Special to The Seattle Times
"Mencken: The American Iconoclast"
by Marion Elizabeth Rodgers
Oxford University Press,
662 pp., $35
When the "Sage of Baltimore" wanted to condemn a presidential speech as the worst English he had ever encountered, he wrote, "It reminds me of a string of wet sponges; it reminds me of tattered washing on the line; it reminds me of stale bean soup, of college yells, of dogs barking idiotically through endless nights. It is so bad that a sort of grandeur creeps into it."
The hapless president was Warren G. Harding; the writer was H.L. Mencken (1880-1956), a stylist and iconoclast of early-20th-century American journalism.
The last biography of Mencken — there are half a dozen — was "The Skeptic" (2002) by Terry Teachout. That was a sprightly written and engaging account that focused on Mencken's writing and ideas but found some fault with him.
Marion Elizabeth Rodgers' "Mencken" is written in a simpler style, but it is a fine piece of work and does not argue with its subject. It is twice as long as Teachout's book and uses the extra space to explore more aspects of his life. For example, in the 1930s Mencken famously refused to condemn Adolf Hitler in any language harsher than he piled on Franklin Roosevelt. Mencken, the hater of propaganda and crusades, including the New Deal, also refused to endorse World War II, commenting on Allied sins, including the "intolerably barbaric use of the atom bomb."
Teachout could not accept that anyone could have honorably doubted the necessity of American entry into World War II. In contrast, Rodgers explains why Mencken thought as he did: his experience of World War I. She recounts his trip to Imperial Germany in 1917, his personal knowledge of Allied news falsification and "official balderdash," and his loss of writing outlets in the shutdown of free speech. She cites public accusations that Mencken, a German-American, was an agent of the German Kaiser.
Rodgers is Mencken's first female biographer, and she does an especially fine job of telling the story of his women — the ones who wanted to marry him and the one who did.
Unlike Teachout, the critic who lauds the Mencken style and then, at the end, says his subject's criticism wasn't really first-class, Rodgers regards Mencken as "a writer of authentic genius." Like Mark Twain, she says, Mencken spoke in an authentically American voice. His battles with the bluenoses helped liberate Theodore Dreiser, Sinclair Lewis and other novelists of the 1910s and 1920s from censorship. He concerned himself with broad themes, from science and theology to economics and politics, always the raucous and secular advocate of individual liberty.

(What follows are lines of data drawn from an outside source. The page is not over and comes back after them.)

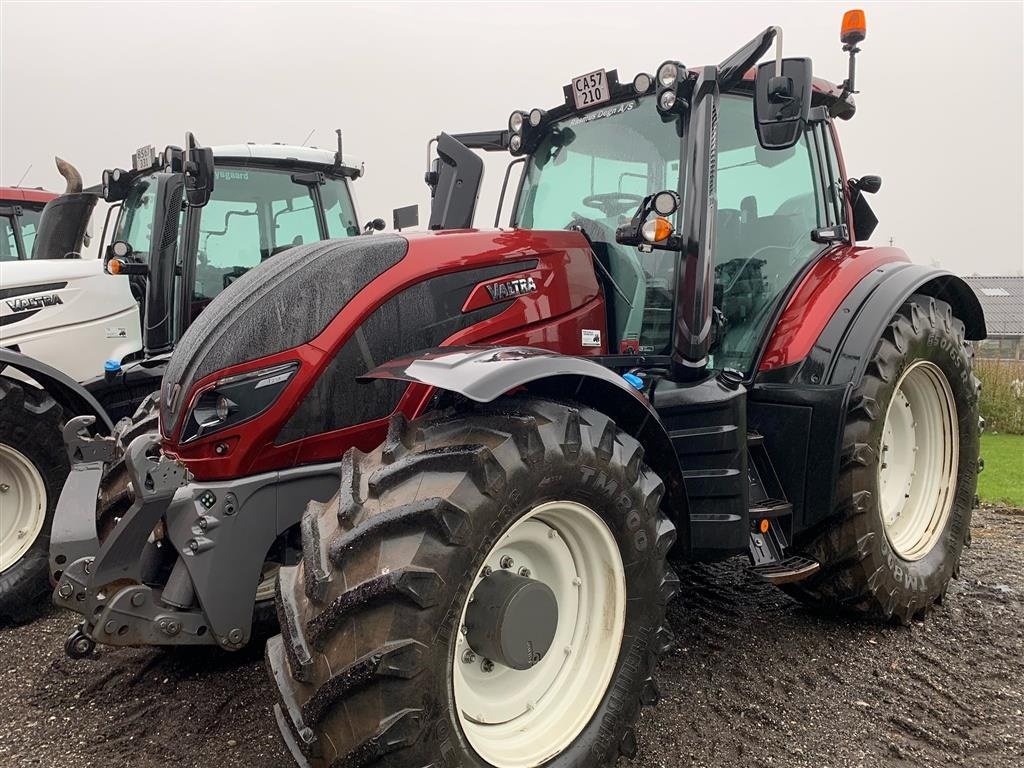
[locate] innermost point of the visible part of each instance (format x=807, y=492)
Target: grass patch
x=1003, y=479
x=1001, y=394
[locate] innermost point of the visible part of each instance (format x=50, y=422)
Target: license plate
x=590, y=89
x=143, y=158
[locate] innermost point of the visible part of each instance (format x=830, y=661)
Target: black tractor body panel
x=281, y=304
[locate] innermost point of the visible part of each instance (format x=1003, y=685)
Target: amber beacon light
x=854, y=28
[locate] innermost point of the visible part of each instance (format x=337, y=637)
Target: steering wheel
x=613, y=204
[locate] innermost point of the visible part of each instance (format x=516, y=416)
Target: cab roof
x=25, y=195
x=289, y=153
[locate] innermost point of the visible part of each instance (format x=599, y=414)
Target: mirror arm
x=848, y=84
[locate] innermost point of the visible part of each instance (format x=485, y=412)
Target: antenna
x=24, y=175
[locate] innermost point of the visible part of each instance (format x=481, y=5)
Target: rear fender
x=72, y=396
x=484, y=374
x=860, y=336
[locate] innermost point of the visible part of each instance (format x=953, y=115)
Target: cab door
x=772, y=207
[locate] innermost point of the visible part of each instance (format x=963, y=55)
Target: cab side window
x=8, y=244
x=769, y=202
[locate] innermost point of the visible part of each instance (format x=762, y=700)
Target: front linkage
x=181, y=566
x=103, y=583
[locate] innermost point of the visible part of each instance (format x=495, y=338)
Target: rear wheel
x=33, y=468
x=488, y=587
x=908, y=473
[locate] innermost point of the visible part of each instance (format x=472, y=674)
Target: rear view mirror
x=781, y=102
x=867, y=184
x=199, y=172
x=406, y=217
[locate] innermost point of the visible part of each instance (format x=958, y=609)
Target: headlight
x=668, y=74
x=235, y=399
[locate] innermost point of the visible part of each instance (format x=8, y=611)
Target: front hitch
x=102, y=583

Mencken fans will like the Rodgers biography. It is still, however, a book about a man who wrote books, and those who don't know Mencken would be advised to read some of his work first. For example, on theology:
"It is impossible to imagine the universe run by a wise, just and omnipotent God, but it is quite easy to imagine it run by a board of gods. If such a board exists it operates precisely like the board of a corporation that is losing money."